The project to widen the canal, one of the biggest civil engineering operations in the world, is due to be completed next year but is bedevilled by a dispute over huge cost overruns.
GUPC has said unforeseen costs total $1.6bn beyond the initial $3.2bn value of the contract.
Quijano said the “inflexible position” of the GUPC stalemated negotiations over who should pay for the extra costs. “We demand the work be restarted immediately,” he said, adding that a proposal to cancel the GUPC contract is still on the table.
A source at Sacyr, the Spanish company leading the work, however said “works are continuing” on expanding the Panama Canal. He denied an assertion by the canal administrator that the works were suspended amid a row over cost overruns.
“Works are continuing and negotiations remain open” between the consortium carrying them out and the Panama Canal Authority, the source added.
In a statement, the company said the consortium would “continue to seek a solution to finance completion of the project and work in 2015.”
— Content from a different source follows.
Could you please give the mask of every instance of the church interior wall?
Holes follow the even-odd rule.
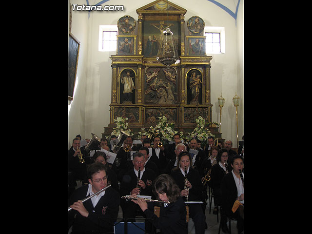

The consortium had threatened at the end of December that it would suspend work in three weeks’ time if Panamanian authorities did not provide the extra finance demanded.
That deadline was allowed to pass, but another for progress in the talks ended on Tuesday. The canal, completed in 1914 to offer a short cut and safer journey for maritime traffic travelling between the Pacific and Atlantic oceans, is about 80kms long and is used by 13,000-14,000 ships each year.
The canal facilities are being widened to permit the passage of ships carrying up to 12,000 containers, twice the current limit.
Earlier, the EU’s executive deplored the stalemate as bad news for jobs and the global economy.
Spain’s Public Works Minister Ana Pastor called for an agreement be found quickly “because what is at stake is infrastructure that has an impact not only on the economy (of Panama) but also the world economy.”